Last weekend at the Islington Estate’s annual barbecue we launched the Islington Flats project which will focus on the creation of a neighbourhood timeline, a website where resident’s stories relating to the past, present and future of the estate will be shared. The timeline which will be completed in 2013 will mark two important anniversaries, that of the tower blocks (50 years) and of the larger estate (60 years) and will feature residents perceptions and memories of the neighbourhood, alongside important stories of the processes of community formation through the tenant association.
As important as these stories of community formation and of the neighbourhood are they leave us on the outside of the space where most residents’ lives are led, the domestic domain of the flat. From the outside the tower block presents an inscrutable mask to the world, with few clues as to the diverse lives of those who live behind its façade. On the other side tenants make their homes in flats which are like blank canvases ripe for creative appropriation, adaptation and display, within the terms of a social tenancy agreement of course. The changes we make to our décor, the objects we display in our homes are vital carriers of memory and story, durable things that link the past with the present and the future.
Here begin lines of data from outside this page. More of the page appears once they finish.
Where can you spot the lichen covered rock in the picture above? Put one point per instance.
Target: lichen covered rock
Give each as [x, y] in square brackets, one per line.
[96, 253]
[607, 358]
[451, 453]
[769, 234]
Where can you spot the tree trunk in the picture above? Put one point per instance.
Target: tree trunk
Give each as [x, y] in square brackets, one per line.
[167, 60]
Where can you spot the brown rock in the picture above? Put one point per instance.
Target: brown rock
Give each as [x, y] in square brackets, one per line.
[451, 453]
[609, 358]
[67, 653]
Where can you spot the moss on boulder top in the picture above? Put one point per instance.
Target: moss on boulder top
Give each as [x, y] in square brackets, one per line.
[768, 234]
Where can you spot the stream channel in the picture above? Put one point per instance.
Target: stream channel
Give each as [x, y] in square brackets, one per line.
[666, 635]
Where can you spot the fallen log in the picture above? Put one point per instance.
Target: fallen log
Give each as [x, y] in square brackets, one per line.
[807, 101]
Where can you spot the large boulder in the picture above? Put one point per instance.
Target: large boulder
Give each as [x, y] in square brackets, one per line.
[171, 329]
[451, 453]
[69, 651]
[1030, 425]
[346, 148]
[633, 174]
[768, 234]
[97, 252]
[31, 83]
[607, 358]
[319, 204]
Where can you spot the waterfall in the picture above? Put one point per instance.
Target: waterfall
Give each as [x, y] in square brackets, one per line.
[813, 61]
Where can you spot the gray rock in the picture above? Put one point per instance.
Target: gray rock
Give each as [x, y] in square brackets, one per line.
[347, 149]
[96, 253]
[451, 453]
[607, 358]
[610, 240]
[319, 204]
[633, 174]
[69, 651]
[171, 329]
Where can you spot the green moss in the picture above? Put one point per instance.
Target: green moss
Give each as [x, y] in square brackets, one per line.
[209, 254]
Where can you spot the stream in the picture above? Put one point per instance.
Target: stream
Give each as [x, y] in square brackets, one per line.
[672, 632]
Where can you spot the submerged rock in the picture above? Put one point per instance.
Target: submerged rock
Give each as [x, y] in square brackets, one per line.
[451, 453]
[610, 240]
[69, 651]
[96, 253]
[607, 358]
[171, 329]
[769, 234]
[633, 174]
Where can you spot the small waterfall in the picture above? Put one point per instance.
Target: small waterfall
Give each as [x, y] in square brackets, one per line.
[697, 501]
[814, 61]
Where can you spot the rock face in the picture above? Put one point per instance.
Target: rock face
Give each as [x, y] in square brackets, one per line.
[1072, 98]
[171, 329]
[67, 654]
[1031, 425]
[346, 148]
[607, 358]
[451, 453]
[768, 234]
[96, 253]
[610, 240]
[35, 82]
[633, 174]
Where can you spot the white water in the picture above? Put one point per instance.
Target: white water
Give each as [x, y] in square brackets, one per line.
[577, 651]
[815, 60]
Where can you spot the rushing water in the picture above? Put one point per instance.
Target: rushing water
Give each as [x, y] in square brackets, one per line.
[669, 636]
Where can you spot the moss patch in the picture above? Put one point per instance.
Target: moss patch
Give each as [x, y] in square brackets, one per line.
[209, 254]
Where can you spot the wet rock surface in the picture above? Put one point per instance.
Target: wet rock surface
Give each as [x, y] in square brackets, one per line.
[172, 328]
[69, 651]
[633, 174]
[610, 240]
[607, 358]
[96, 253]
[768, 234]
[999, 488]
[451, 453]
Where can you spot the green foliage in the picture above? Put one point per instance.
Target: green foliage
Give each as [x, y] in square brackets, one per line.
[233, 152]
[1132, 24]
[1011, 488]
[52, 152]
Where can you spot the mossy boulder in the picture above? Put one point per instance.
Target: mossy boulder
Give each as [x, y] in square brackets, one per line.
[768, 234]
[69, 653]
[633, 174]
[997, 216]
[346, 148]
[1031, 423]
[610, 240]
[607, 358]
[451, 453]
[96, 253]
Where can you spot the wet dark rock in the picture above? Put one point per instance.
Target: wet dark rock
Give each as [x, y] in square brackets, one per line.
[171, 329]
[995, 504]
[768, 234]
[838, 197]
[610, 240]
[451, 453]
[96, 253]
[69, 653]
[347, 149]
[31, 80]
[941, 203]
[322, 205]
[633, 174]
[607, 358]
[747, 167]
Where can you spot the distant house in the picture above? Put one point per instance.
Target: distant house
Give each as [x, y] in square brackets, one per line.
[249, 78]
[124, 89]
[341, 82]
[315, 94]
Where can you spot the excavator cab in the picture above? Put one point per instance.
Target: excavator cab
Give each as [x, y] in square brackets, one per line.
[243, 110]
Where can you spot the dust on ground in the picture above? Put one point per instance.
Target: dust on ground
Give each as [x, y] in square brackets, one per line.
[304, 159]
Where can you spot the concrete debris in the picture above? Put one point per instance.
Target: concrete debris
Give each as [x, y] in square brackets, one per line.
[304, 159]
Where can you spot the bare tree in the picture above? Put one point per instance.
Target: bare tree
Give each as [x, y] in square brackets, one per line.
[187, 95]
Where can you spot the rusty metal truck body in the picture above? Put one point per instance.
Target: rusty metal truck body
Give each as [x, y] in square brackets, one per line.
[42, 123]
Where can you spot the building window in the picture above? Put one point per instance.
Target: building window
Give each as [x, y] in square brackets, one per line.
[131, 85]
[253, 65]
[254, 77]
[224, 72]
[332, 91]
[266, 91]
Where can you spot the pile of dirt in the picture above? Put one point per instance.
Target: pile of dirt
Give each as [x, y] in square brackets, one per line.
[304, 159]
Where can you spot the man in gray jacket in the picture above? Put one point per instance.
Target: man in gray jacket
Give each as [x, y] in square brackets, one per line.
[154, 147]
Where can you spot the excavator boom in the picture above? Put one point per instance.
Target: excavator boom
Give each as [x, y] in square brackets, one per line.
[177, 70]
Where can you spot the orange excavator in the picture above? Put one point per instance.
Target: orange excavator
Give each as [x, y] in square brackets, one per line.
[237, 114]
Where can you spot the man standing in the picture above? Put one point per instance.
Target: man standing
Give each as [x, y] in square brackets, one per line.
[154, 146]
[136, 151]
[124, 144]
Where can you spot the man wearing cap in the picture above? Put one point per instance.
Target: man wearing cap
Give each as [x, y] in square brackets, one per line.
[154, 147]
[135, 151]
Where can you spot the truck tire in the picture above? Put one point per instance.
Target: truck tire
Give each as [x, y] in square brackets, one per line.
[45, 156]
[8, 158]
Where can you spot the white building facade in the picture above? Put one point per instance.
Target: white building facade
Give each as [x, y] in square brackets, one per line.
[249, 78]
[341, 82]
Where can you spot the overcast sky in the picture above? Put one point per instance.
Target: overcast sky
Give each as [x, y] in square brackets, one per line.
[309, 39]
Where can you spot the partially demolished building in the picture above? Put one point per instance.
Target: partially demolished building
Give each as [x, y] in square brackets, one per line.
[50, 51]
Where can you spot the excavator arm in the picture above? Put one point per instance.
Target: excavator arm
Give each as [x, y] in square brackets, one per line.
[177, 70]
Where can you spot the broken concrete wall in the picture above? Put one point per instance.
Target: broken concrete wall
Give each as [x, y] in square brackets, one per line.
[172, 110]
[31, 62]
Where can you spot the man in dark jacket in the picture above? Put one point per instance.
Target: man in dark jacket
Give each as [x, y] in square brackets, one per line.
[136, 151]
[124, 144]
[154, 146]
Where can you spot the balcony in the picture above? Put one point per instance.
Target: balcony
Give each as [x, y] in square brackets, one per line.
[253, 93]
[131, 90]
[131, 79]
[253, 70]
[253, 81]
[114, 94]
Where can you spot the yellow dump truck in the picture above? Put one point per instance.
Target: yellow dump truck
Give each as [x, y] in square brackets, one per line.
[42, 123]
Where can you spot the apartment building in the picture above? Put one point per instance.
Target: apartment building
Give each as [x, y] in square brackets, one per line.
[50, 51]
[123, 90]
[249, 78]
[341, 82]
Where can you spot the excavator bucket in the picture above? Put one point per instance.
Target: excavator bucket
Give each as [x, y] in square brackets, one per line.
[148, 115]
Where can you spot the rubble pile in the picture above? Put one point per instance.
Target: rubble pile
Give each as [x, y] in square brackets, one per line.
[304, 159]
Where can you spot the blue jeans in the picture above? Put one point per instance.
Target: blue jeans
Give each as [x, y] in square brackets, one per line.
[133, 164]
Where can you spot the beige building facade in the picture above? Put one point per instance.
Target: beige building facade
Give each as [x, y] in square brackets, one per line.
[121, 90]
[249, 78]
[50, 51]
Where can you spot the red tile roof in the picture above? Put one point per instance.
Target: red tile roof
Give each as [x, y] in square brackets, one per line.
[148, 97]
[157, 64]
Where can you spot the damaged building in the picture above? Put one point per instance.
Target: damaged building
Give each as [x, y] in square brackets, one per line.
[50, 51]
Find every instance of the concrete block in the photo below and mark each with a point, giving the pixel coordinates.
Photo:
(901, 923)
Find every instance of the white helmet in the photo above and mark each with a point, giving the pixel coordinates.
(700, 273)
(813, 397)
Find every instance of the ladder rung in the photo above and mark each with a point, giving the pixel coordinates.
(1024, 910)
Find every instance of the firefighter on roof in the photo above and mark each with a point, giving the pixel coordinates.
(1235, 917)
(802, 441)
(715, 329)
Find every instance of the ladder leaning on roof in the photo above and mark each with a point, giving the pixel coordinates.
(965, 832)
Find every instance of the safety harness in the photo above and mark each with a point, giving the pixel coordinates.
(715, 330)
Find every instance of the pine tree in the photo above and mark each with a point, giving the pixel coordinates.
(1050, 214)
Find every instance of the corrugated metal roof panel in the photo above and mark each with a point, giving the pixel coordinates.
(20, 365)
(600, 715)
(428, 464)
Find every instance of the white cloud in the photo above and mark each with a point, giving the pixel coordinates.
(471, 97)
In thinking about the processes through which latent stories bound up with what is displayed or used in the home might be drawn out, gathered and shared among residents of a housing estate, I have been looking at the work of two anthropologists. I came across Alyssa Grossman’s work earlier in the year at the Bangkok Experimental Film Festival. Alyssa is a visual anthropologist whose work focuses on memory practices in post-socialist Bucharest. Her brilliant film Memory Objects, Memory Dialogues, made with Selena Kimball, was the product of a fieldwork process in which citizens of Bucharest were invited to rummage through long-discarded household objects and to share the thoughts, recollections and stories that the encounter with these objects provoked. Among the fascinating stories of Ceacescu-era Romania that emerged from this process was one told to Alyssa by Zoltan, a sociology lecturer. Zoltan recalled that under Ceacescu everyone who owned a manual typewriter was required to register with the local authorities who would take a sample of the type face in order that anonymous anti-regime literature could be identified and traced back to its source. Told in a tone of amused bafflement at the perverse lengths that the regime would go to, Zoltan recalled waiting in line with others cradling their typewriters, an annual ritual because, as the keys wore down, so the authorities needed to keep abreast of the minute changes in the typeface. Central to Alyssa’s work is the potent nature of neglected and discarded household objects, their ability to trigger insights that bring the past into the present in ways that are more charged, evocative and unexpected than consciously commemorative use of objects in the home.
Daniel Miller has been exploring the material culture of the home over a number of years. About twenty-five years ago he wrote about social housing tenants’ practices of creatively adapting and modifying the standard issue council house kitchen, which was perceived by some as an intrusive reminder of the presence of the State and of their own relative powerlessness. Miller explored the reconstruction of kitchens in relation to the shifting demarcations of gender roles and responsibilities and the ethnic backgrounds of residents. More recently, in The Comfort of Things Miller wrote a study of the inhabitants of a single North London street and their relationship with objects in their homes. In the book’s prologue Miller writes persuasively:
“…increasingly, people’s lives take place behind closed doors of private houses. How can we gain an insight into what those lives are like today: people’s feelings, frustrations, aspirations, tragedies and delights…We could try and knock on doors and ask to talk with them, to hear their stories…But asking people about themselves is by no means straightforward. English people, in particular, often seem embarrassed by direct questions about their intimate lives and relationships. Sometimes people from other countries embarrass us in turn by, by gushing these detailed accounts of their lives. Yet often you feel you are listening to a script; something readily prepared for such an encounter… You can ask people about themselves, but the results are often much less informative than one would like.” [The Comfort of Things, pp1-2]
The premise for the fieldwork that Miller undertook with Fiona Parrott is that the interiors of our homes, the styles of decoration, the knick-knacks we collect and display constitute a form of self-revelation: these things and the way they are displayed express the person and furthermore shape and condition the way they live. The challenge is to know how to listen to what household objects are saying.
Miller’s book is made up of portraits of thirty households, interpretations of the objects and people encountered in each home which explore the ways in which relationships with things and relationships between people are interwoven. Alyssa’s film on the other hand provides individuals an opportunity to write their own account of what long forgotten or neglected objects mean to them, a text they then perform to camera before being interviewed about their memory object.
Inspired by approaches to memory and narrative such as these, as well as the long-standing interest in object–focused stories in the digital storytelling movement we will be inviting residents of the Islington estate to share the stories of treasured and unique or everyday and familiar things in their flats. Who knows what stories and objects this invitation will throw up?